A poche ore dalla chiusura delle scuole di molte regioni del Nord per il pericolo contagio, alcuni istituti scolastici si sono immediatamente attivati per poter svolgere le lezioni in e-Learning.
E-learning per battere il coronavirus
Una scelta che in Cina, attualmente, riguarda circa 200 milioni di studenti. Software di video conferenza, registri digitali, applicazioni di condivisione per i compiti: c’è un mix vincente di innovazione, in questa scelta. Fra i casi in questione, tre arrivano dalla Lombardia: due direttamente dalla provincia di Varese, e più precisamente da Saronno e Busto Arsizio, e uno da quella di Milano, e cioè Melzo.
L’esperienza dell’Istituto Tosi di Busto Arsizio
A Busto, città da oltre 80mila abitanti, Istituto tecnico economico Enrico Tosi, la dirigente Amanda Ferrario e il collegio docenti hanno approvato le lezioni in e-Learning. «La scuola è chiusa – ha detto a Varesenews il dirigente scolastico - ma siamo una comunità educante e così ci dobbiamo impegnare per non lasciare soli i nostri studenti.
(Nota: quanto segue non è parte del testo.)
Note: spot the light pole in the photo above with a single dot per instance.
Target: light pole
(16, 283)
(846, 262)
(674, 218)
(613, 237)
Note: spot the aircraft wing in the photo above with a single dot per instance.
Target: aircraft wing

Per noi non è una novità, perché facciamo già lezioni, in casi particolari, on line. Pensiamo agli studenti ricoverati in ospedale, a quelli in alternanza o per progetti specifici».
Dal 25 febbraio, dunque, i professori del Tosi si sono collegati con gli studenti e hanno fatto il classico appello per segnare assenze e presenze. Un appello chiaramente diverso rispetto all’ordinario. Ma funzionante. Grazie a sistemi come i Mooc (Massive open online course) le lezioni possono procedere quasi normalmente.